Hechingen Schlatt will Bürgerinitiative gründen

Schwarzwälder-Bote, 11.05.2012 19:02 Uhr

Von Karl Schwager

Hechingen-Schlatt. Schlatt will eine Bürgerinitiative gegen das Pumpspeicher-Projekt gründen. Das ist das Ergebnis der Sitzung des Ortschaftsrats am Donnerstag.

Die Räte sondierten im Rahmen eines Ortstermins im Heiligenbachtal die Stimmungslage im Dorf. Sie sammelten überwiegend kritische Stimmen. Etwa 30 Schlatter waren gekommen, und fast alle waren gegen das Projekt.

Am Ende könnte die zu erwartende Gewerbesteuer den Ausschlag geben für das Votum des Hechinger Gemeinderats, befürchtete Ortsvorsteher Jürgen Schuler nach einer diesbezüglichen Frage. Aber auch im Falle einer Ablehnung durch Hechingen sei das Großprojekt vielleicht nicht vom Tisch. Unter Umständen könnten das Land oder der Bund mit einem Raumordnungsverfahren das Pumpspeicher-Projekt auch gegen den Willen der Stadt in Angriff nehmen.

Bis zum Jahr 2020 wolle die Bundesregierung den Anteil der erneuerbaren Energien auf 40 Prozent des Strombedarfs steigern. Diese Vorgabe sei nur mit dem Bau zahlreicher Pumpspeicher-Kraftwerke im Land zu erfüllen, erklärte Schuler.
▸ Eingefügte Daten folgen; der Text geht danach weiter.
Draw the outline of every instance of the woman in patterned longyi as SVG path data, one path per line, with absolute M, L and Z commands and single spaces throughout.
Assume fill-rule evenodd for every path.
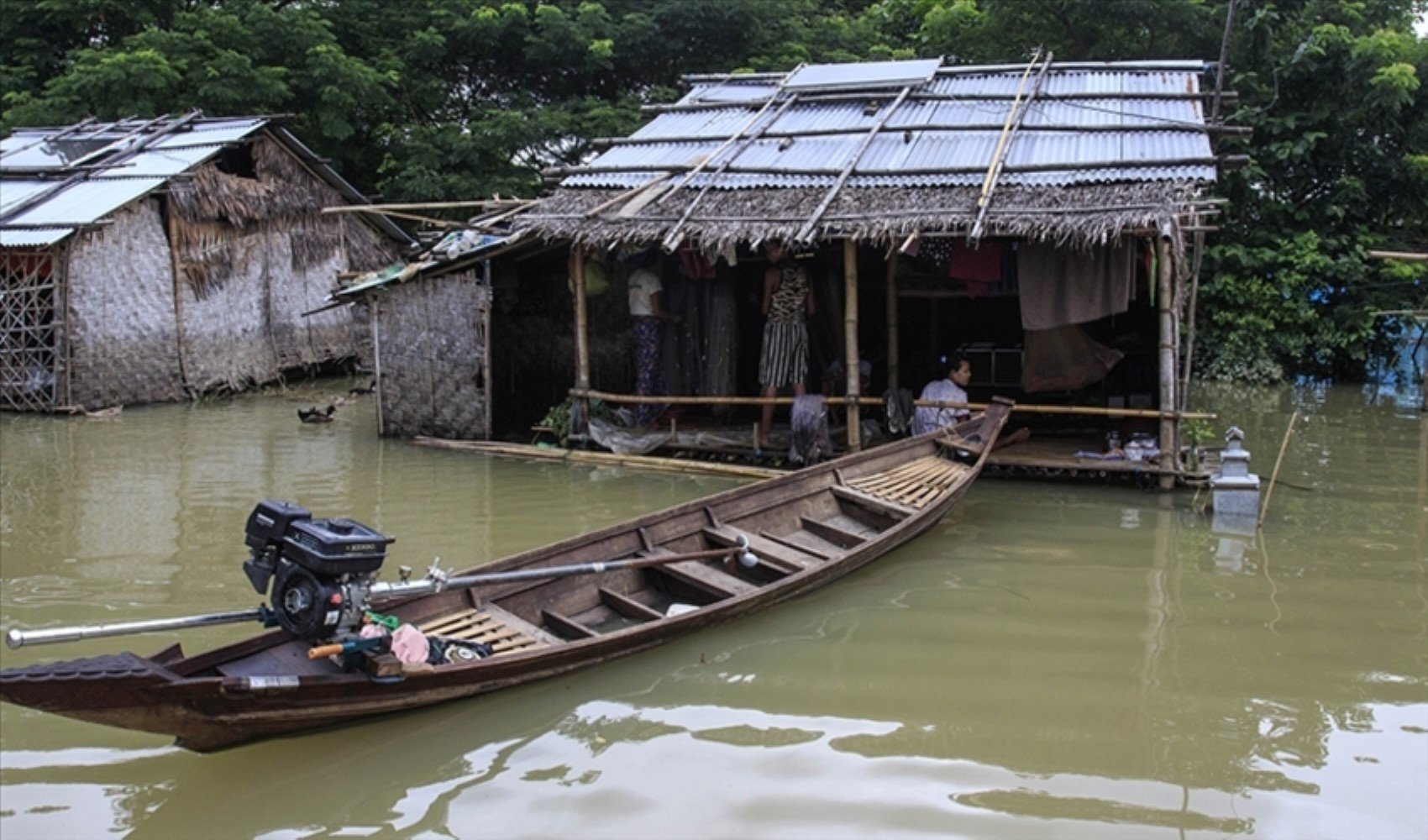
M 795 396 L 804 394 L 804 379 L 808 376 L 808 327 L 807 316 L 814 313 L 813 294 L 808 289 L 808 273 L 795 266 L 793 256 L 781 243 L 767 243 L 764 254 L 768 270 L 764 271 L 764 346 L 758 356 L 758 384 L 765 397 L 778 396 L 778 389 L 793 386 Z M 774 424 L 774 406 L 764 406 L 758 424 L 760 447 L 770 446 L 770 427 Z

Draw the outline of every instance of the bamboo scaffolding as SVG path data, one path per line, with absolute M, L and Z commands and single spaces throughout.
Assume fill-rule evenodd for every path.
M 781 87 L 783 87 L 783 86 L 780 86 L 780 89 L 781 89 Z M 688 221 L 690 216 L 693 216 L 693 214 L 694 214 L 694 209 L 695 209 L 695 207 L 698 207 L 700 201 L 703 201 L 703 200 L 704 200 L 704 196 L 707 196 L 707 194 L 708 194 L 708 191 L 710 191 L 710 187 L 713 187 L 713 186 L 714 186 L 714 183 L 715 183 L 715 181 L 718 180 L 718 176 L 721 176 L 721 174 L 724 174 L 725 171 L 728 171 L 728 167 L 730 167 L 730 164 L 731 164 L 731 163 L 734 163 L 734 160 L 737 160 L 737 159 L 738 159 L 738 156 L 740 156 L 740 154 L 743 154 L 743 153 L 744 153 L 744 150 L 745 150 L 745 149 L 748 149 L 748 146 L 750 146 L 750 144 L 751 144 L 751 143 L 753 143 L 754 140 L 757 140 L 757 139 L 758 139 L 758 136 L 760 136 L 760 134 L 761 134 L 761 133 L 764 131 L 764 129 L 767 129 L 768 126 L 773 126 L 774 123 L 777 123 L 777 121 L 778 121 L 778 117 L 784 116 L 784 113 L 785 113 L 785 111 L 787 111 L 787 110 L 788 110 L 788 109 L 790 109 L 790 107 L 791 107 L 791 106 L 793 106 L 793 104 L 794 104 L 795 101 L 798 101 L 798 94 L 794 94 L 794 96 L 790 96 L 790 97 L 788 97 L 787 100 L 784 100 L 784 104 L 778 106 L 778 110 L 777 110 L 777 111 L 774 111 L 774 116 L 773 116 L 773 119 L 771 119 L 771 120 L 768 120 L 767 123 L 764 123 L 763 126 L 760 126 L 758 131 L 754 131 L 754 133 L 753 133 L 753 134 L 750 134 L 750 136 L 748 136 L 747 139 L 744 139 L 744 143 L 743 143 L 743 144 L 740 144 L 740 147 L 738 147 L 738 149 L 735 149 L 733 154 L 730 154 L 728 157 L 725 157 L 725 159 L 724 159 L 724 160 L 723 160 L 723 161 L 721 161 L 721 163 L 718 164 L 718 169 L 715 169 L 715 170 L 714 170 L 714 176 L 713 176 L 711 179 L 708 179 L 708 183 L 705 183 L 705 184 L 704 184 L 704 187 L 703 187 L 703 189 L 700 190 L 700 193 L 698 193 L 697 196 L 694 196 L 694 200 L 693 200 L 693 201 L 690 201 L 690 206 L 684 209 L 684 213 L 683 213 L 683 214 L 680 216 L 680 220 L 674 223 L 674 227 L 671 227 L 671 229 L 670 229 L 670 233 L 664 234 L 664 240 L 663 240 L 663 244 L 664 244 L 664 249 L 665 249 L 665 250 L 670 250 L 670 251 L 673 251 L 673 250 L 674 250 L 675 247 L 678 247 L 678 244 L 680 244 L 680 230 L 681 230 L 681 229 L 684 227 L 684 224 L 685 224 L 685 223 Z M 768 106 L 771 106 L 771 104 L 774 104 L 774 100 L 773 100 L 773 99 L 770 99 L 770 100 L 768 100 Z M 745 133 L 745 131 L 748 131 L 750 129 L 753 129 L 753 127 L 754 127 L 754 123 L 757 123 L 757 121 L 758 121 L 760 119 L 763 119 L 763 116 L 764 116 L 764 111 L 765 111 L 765 110 L 768 110 L 768 106 L 764 106 L 763 109 L 760 109 L 760 111 L 758 111 L 757 114 L 754 114 L 754 119 L 753 119 L 753 120 L 750 120 L 747 126 L 741 127 L 741 129 L 738 130 L 738 134 L 734 134 L 733 137 L 730 137 L 728 140 L 725 140 L 725 141 L 724 141 L 724 144 L 723 144 L 723 146 L 720 146 L 720 147 L 718 147 L 718 150 L 715 150 L 713 156 L 710 156 L 710 157 L 705 157 L 704 160 L 698 161 L 698 163 L 697 163 L 697 164 L 694 166 L 694 169 L 691 169 L 691 170 L 690 170 L 690 171 L 688 171 L 688 173 L 687 173 L 687 174 L 685 174 L 685 176 L 684 176 L 683 179 L 680 179 L 680 181 L 678 181 L 677 184 L 674 184 L 674 187 L 673 187 L 673 189 L 670 189 L 668 191 L 665 191 L 665 193 L 664 193 L 664 197 L 667 197 L 667 196 L 671 196 L 671 194 L 674 194 L 675 191 L 681 190 L 681 189 L 683 189 L 683 187 L 684 187 L 685 184 L 688 184 L 688 183 L 690 183 L 691 180 L 694 180 L 694 176 L 695 176 L 695 174 L 698 174 L 700 171 L 703 171 L 703 170 L 704 170 L 704 166 L 705 166 L 705 164 L 707 164 L 707 163 L 708 163 L 710 160 L 713 160 L 714 157 L 718 157 L 718 156 L 720 156 L 720 154 L 723 154 L 723 153 L 724 153 L 724 150 L 725 150 L 725 149 L 728 149 L 728 147 L 730 147 L 730 146 L 731 146 L 731 144 L 733 144 L 734 141 L 737 141 L 737 140 L 740 140 L 741 137 L 744 137 L 744 133 Z M 658 204 L 658 203 L 660 203 L 661 200 L 663 200 L 663 197 L 661 197 L 661 199 L 655 199 L 655 203 Z
M 1289 417 L 1289 426 L 1284 430 L 1284 441 L 1279 443 L 1279 456 L 1274 459 L 1274 473 L 1269 474 L 1269 487 L 1264 491 L 1264 504 L 1259 506 L 1259 520 L 1255 521 L 1255 529 L 1264 527 L 1264 517 L 1269 513 L 1269 497 L 1274 496 L 1274 483 L 1279 479 L 1279 464 L 1284 463 L 1284 451 L 1289 449 L 1289 436 L 1294 434 L 1294 424 L 1299 420 L 1299 413 L 1295 411 Z
M 833 187 L 830 187 L 828 191 L 824 194 L 823 201 L 820 201 L 818 207 L 813 211 L 811 216 L 808 216 L 808 220 L 804 221 L 804 226 L 798 229 L 798 236 L 794 237 L 797 241 L 808 240 L 808 234 L 813 233 L 814 226 L 818 224 L 818 220 L 823 219 L 823 214 L 828 211 L 828 207 L 833 204 L 833 200 L 838 196 L 838 191 L 843 190 L 843 184 L 848 183 L 848 177 L 853 176 L 853 170 L 858 167 L 858 161 L 863 160 L 863 156 L 867 153 L 868 147 L 873 146 L 873 140 L 877 139 L 878 131 L 883 130 L 883 126 L 885 126 L 887 121 L 892 119 L 892 114 L 897 113 L 897 109 L 904 101 L 907 101 L 910 93 L 912 93 L 912 89 L 904 87 L 902 91 L 898 93 L 897 99 L 892 100 L 892 104 L 887 107 L 883 116 L 878 117 L 871 127 L 868 127 L 868 133 L 863 139 L 863 143 L 858 144 L 858 149 L 853 153 L 853 157 L 848 159 L 848 163 L 843 166 L 843 171 L 838 173 L 838 180 L 833 183 Z M 844 259 L 848 259 L 847 250 L 844 250 Z M 854 274 L 854 281 L 855 280 L 857 274 Z M 853 370 L 850 369 L 848 373 L 851 374 Z
M 887 341 L 888 341 L 888 387 L 898 386 L 898 320 L 897 320 L 897 257 L 892 251 L 887 260 Z
M 491 456 L 538 459 L 545 461 L 571 461 L 577 464 L 597 464 L 613 467 L 641 467 L 671 473 L 703 473 L 708 476 L 728 476 L 731 479 L 770 479 L 781 476 L 780 470 L 764 467 L 747 467 L 740 464 L 711 464 L 684 459 L 665 459 L 657 456 L 620 456 L 605 451 L 584 451 L 578 449 L 541 449 L 518 443 L 497 443 L 486 440 L 444 440 L 440 437 L 416 437 L 413 443 L 434 449 L 450 449 L 458 451 L 478 451 Z
M 1224 154 L 1218 157 L 1171 157 L 1157 160 L 1082 160 L 1067 163 L 1025 163 L 1004 166 L 1007 173 L 1040 173 L 1040 171 L 1080 171 L 1101 169 L 1162 169 L 1171 166 L 1222 166 L 1235 167 L 1250 163 L 1247 154 Z M 693 164 L 664 164 L 651 166 L 645 163 L 605 164 L 605 166 L 555 166 L 543 170 L 541 174 L 551 177 L 565 177 L 574 174 L 658 174 L 665 171 L 681 173 L 694 170 Z M 841 169 L 810 167 L 788 169 L 777 166 L 741 166 L 728 167 L 723 171 L 731 174 L 780 174 L 780 176 L 838 176 Z M 938 166 L 924 169 L 855 169 L 851 176 L 935 176 L 935 174 L 981 174 L 987 171 L 981 166 Z
M 1130 119 L 1137 119 L 1130 116 Z M 1150 117 L 1142 117 L 1150 119 Z M 907 123 L 907 124 L 887 124 L 883 126 L 884 131 L 1000 131 L 1000 124 L 991 123 Z M 1147 123 L 1132 123 L 1130 126 L 1071 126 L 1071 124 L 1037 124 L 1037 126 L 1022 126 L 1022 131 L 1067 131 L 1072 134 L 1122 134 L 1122 133 L 1141 133 L 1141 131 L 1192 131 L 1198 134 L 1220 134 L 1228 137 L 1251 137 L 1254 129 L 1250 126 L 1207 126 L 1204 123 L 1187 123 L 1184 120 L 1155 120 Z M 861 129 L 841 129 L 841 127 L 825 127 L 825 129 L 784 129 L 784 130 L 770 130 L 764 131 L 764 137 L 840 137 L 845 134 L 861 134 Z M 710 137 L 707 134 L 684 134 L 677 137 L 595 137 L 590 141 L 594 149 L 614 149 L 624 146 L 657 146 L 663 143 L 713 143 L 718 137 Z
M 1018 70 L 1021 66 L 1018 64 Z M 805 103 L 828 103 L 828 101 L 868 101 L 877 99 L 892 99 L 894 93 L 885 90 L 867 90 L 858 93 L 831 93 L 823 96 L 805 96 L 803 101 Z M 1137 99 L 1147 101 L 1204 101 L 1211 99 L 1211 93 L 1180 93 L 1180 91 L 1124 91 L 1124 93 L 1108 93 L 1108 91 L 1084 91 L 1084 93 L 1048 93 L 1042 96 L 1044 100 L 1107 100 L 1107 99 Z M 1011 94 L 1005 93 L 914 93 L 910 99 L 915 101 L 1007 101 Z M 1227 90 L 1221 94 L 1222 101 L 1238 101 L 1240 94 L 1234 90 Z M 687 103 L 687 104 L 647 104 L 640 106 L 640 110 L 647 114 L 671 114 L 683 111 L 714 111 L 714 110 L 731 110 L 731 109 L 753 109 L 768 103 L 768 99 L 751 99 L 744 101 L 715 101 L 715 103 Z
M 531 199 L 493 199 L 484 201 L 407 201 L 400 204 L 338 204 L 336 207 L 323 207 L 321 213 L 370 213 L 370 211 L 384 211 L 384 210 L 458 210 L 464 207 L 481 207 L 488 210 L 500 210 L 506 207 L 514 207 L 518 204 L 534 204 Z
M 901 100 L 898 100 L 901 101 Z M 897 106 L 894 106 L 897 107 Z M 834 187 L 837 190 L 837 187 Z M 831 199 L 833 194 L 828 194 Z M 815 221 L 808 220 L 811 226 Z M 810 291 L 811 294 L 811 291 Z M 863 449 L 863 417 L 858 401 L 863 397 L 863 383 L 858 369 L 858 243 L 843 240 L 843 371 L 848 394 L 848 451 Z
M 950 64 L 937 69 L 937 76 L 982 76 L 987 73 L 1015 73 L 1021 64 Z M 1215 61 L 1061 61 L 1057 70 L 1105 70 L 1105 71 L 1155 71 L 1155 73 L 1208 73 Z M 681 79 L 688 84 L 738 84 L 741 81 L 778 81 L 787 73 L 685 73 Z
M 1161 406 L 1177 406 L 1175 401 L 1175 339 L 1178 330 L 1175 329 L 1175 274 L 1174 274 L 1174 259 L 1171 254 L 1170 240 L 1160 237 L 1155 240 L 1155 250 L 1158 251 L 1157 260 L 1157 297 L 1155 307 L 1158 310 L 1160 323 L 1160 404 Z M 1180 446 L 1177 444 L 1177 433 L 1180 426 L 1174 416 L 1161 416 L 1160 429 L 1160 447 L 1161 447 L 1161 469 L 1171 470 L 1175 466 L 1175 459 L 1180 457 Z M 1174 477 L 1161 476 L 1161 489 L 1170 490 L 1174 486 Z
M 1198 207 L 1191 203 L 1187 207 Z M 1160 210 L 1158 204 L 1125 204 L 1120 207 L 992 207 L 988 210 L 991 216 L 1022 216 L 1022 214 L 1047 214 L 1047 216 L 1087 216 L 1087 214 L 1101 214 L 1101 213 L 1125 213 L 1132 210 Z M 1198 210 L 1205 213 L 1205 210 Z M 584 213 L 531 213 L 530 219 L 585 219 L 588 211 Z M 830 213 L 824 216 L 824 221 L 871 221 L 878 219 L 895 219 L 898 216 L 962 216 L 967 213 L 965 207 L 927 207 L 918 210 L 887 210 L 877 213 Z M 1180 216 L 1185 216 L 1191 210 L 1184 210 Z M 640 216 L 640 221 L 675 221 L 680 216 L 673 213 L 660 216 Z M 804 216 L 690 216 L 690 221 L 803 221 Z M 1181 229 L 1184 230 L 1184 229 Z M 1207 229 L 1208 230 L 1208 229 Z M 940 236 L 960 236 L 948 231 L 922 231 L 921 237 L 935 239 Z
M 977 220 L 972 221 L 972 229 L 967 233 L 967 240 L 970 243 L 977 241 L 981 237 L 982 223 L 987 220 L 987 210 L 991 209 L 991 196 L 997 190 L 997 180 L 1007 166 L 1007 153 L 1011 150 L 1011 140 L 1017 134 L 1017 129 L 1027 119 L 1027 111 L 1031 109 L 1031 101 L 1037 99 L 1037 91 L 1041 90 L 1041 81 L 1047 77 L 1047 70 L 1051 67 L 1052 53 L 1047 53 L 1047 60 L 1042 61 L 1041 70 L 1037 73 L 1037 81 L 1031 86 L 1031 91 L 1027 94 L 1025 101 L 1021 99 L 1021 89 L 1027 84 L 1027 79 L 1031 76 L 1031 69 L 1037 66 L 1037 59 L 1041 57 L 1041 47 L 1037 47 L 1037 54 L 1031 57 L 1027 64 L 1027 71 L 1021 74 L 1021 81 L 1017 84 L 1017 97 L 1011 100 L 1011 107 L 1007 110 L 1007 123 L 1001 127 L 1001 137 L 997 139 L 997 150 L 991 156 L 991 166 L 987 167 L 987 176 L 982 179 L 981 194 L 977 196 Z
M 645 397 L 590 389 L 571 389 L 570 396 L 584 400 L 603 400 L 605 403 L 650 403 L 664 406 L 791 406 L 794 403 L 794 397 L 685 397 L 670 394 Z M 833 404 L 847 404 L 854 400 L 850 397 L 833 397 L 828 401 Z M 858 406 L 883 404 L 883 400 L 878 397 L 857 397 L 855 401 Z M 972 411 L 982 411 L 991 406 L 991 403 L 955 403 L 948 400 L 912 400 L 912 404 L 931 409 L 970 409 Z M 1212 411 L 1158 411 L 1155 409 L 1102 409 L 1100 406 L 1038 406 L 1017 403 L 1011 410 L 1021 414 L 1067 414 L 1085 417 L 1148 417 L 1174 420 L 1220 419 L 1220 414 Z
Enttäuscht zeigte er sich über den Verlauf des Informationsabend am Dienstag in der Festhalle Boll. Auf wesentliche Fragen habe man von den Experten des Regionalverbands keine umfassenden und schlüssigen und zum Teil sogar ausweichende Antworten erhalten – etwa über die Risiken im Falle eines Erdbebens oder die Beeinträchtigungen während der Bauphase und nach Inbetriebnahme des Speicherkraftwerks, sagte Schuler.

Der Ortsvorsteher blickte auf fünf bunte Luftballons mit Helium-Füllung, die Ortschaftsrat Hans Votteler an einer 30 Meter langen Drachenschnur fliegen ließ, um die gewaltigen Ausmaße der Staumauer vor Auge zu führen. Fast alle in der Runde fanden die Aussicht alles andere als erfreulich. Einwände und Bedenken gegen das Pumpspeicher-Projekt hagelte es von allen Seiten – etwa von German Bieger und Markus Schuler. "Ich hoffe, Ihr lehnt das Projekt ab", sagte German Bieger mit ernstem Blick. Beide schlugen für Schlatt die Gründung einer Bürgerinitiative gegen das Projekt vor und ernteten von allen Seiten Zustimmung.

Dann wurden Nägel mit Köpfen gemacht: Verabredet wurde das erste Treffen für den kommenden Montag. 19 Uhr, Rathaus Schlatt.